What Are Variable Expenses in the Cost-Volume-Profit Income Statement?
Business owners analyze the cost of their supplies, the market selling price and current sales volumes. They review their financial statements and calculate financial ratios. Business owners also need to consider the impact on their financial statements that comes from selling additional units. This increases the company's revenue, but not by the complete selling price. Cost-volume-profit analysis (CVP analysis) enables the company to understand the impact of each additional sale. Companies use CVP income statements to assist in this analysis.
-
Variable and Fixed Expenses
-
In order to create CVP income statements and perform CVP analysis, the company needs to segregate its variable expenses. The company reviews each of the expenses incurred by the company to determine which are fixed and which are variable. Variable expenses remain constant for each unit. However, total variable expenses increase as the total production increases.
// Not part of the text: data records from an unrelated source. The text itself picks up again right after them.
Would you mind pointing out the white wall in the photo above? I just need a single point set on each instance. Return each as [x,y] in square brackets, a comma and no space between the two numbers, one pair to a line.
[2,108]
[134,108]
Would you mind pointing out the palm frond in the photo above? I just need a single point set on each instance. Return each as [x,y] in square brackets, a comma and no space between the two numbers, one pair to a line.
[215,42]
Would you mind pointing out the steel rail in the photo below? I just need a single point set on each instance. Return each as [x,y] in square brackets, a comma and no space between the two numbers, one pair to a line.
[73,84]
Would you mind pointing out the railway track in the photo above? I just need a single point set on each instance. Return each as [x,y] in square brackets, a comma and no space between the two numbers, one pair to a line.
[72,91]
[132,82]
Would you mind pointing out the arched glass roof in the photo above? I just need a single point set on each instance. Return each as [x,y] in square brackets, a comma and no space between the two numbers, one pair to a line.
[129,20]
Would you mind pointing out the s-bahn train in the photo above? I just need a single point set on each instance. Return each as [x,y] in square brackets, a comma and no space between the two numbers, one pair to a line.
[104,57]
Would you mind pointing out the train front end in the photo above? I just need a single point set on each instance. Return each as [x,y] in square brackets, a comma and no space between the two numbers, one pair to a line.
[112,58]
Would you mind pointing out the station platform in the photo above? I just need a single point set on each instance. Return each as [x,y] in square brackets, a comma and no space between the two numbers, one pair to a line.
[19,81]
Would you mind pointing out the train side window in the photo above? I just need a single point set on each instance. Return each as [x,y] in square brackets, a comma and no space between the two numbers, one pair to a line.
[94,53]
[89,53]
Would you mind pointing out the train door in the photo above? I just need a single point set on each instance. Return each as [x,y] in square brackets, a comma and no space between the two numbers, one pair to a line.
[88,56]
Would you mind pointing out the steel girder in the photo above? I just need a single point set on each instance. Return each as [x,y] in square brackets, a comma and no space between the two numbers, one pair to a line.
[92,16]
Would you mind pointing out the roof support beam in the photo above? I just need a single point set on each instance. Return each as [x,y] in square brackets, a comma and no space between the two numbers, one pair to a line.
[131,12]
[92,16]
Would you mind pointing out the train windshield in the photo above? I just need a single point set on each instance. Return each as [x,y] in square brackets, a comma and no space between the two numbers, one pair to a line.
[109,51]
Fixed expenses remain the same in total regardless of the production quantity.
Contribution Margin
-
The contribution margin refers to the dollars available after considering all variable costs. The total contribution margin represents the total dollars remaining after subtracting the total variable costs from the total sales. The unit contribution margin refers to the amount of dollars contributed after selling one additional unit. The unit contribution margin is calculated by subtracting the variable cost per unit from the unit selling price.
-
CVP Income Statement Format
-
A CVP income statement communicates the contribution margin calculation in total and per unit. The CVP income statement starts by listing the total sales for the period. Then the total variable costs are subtracted to determine the total contribution margin. The company subtracts the fixed expenses from the contribution margin to calculate the net income for the period. The CVP income statement includes another number column that considers the per-unit dollars. The unit selling price is listed first. The company subtracts the variable cost per unit and determines the contribution margin per unit.
CVP Analysis
-
Companies use CVP analysis to determine how many units they must sell to break even or to earn a target profit level. The breakeven point occurs when the net income on the CVP income statement equals zero. Total sales divided by the unit selling price determines the sales quantity necessary to break even. Companies calculate the breakeven sales quantity by dividing total fixed expenses by the unit contribution margin. Companies calculate the sales quantity necessary to reach a target profit by dividing the sum of the total fixed expenses and the target profit by the unit contribution margin.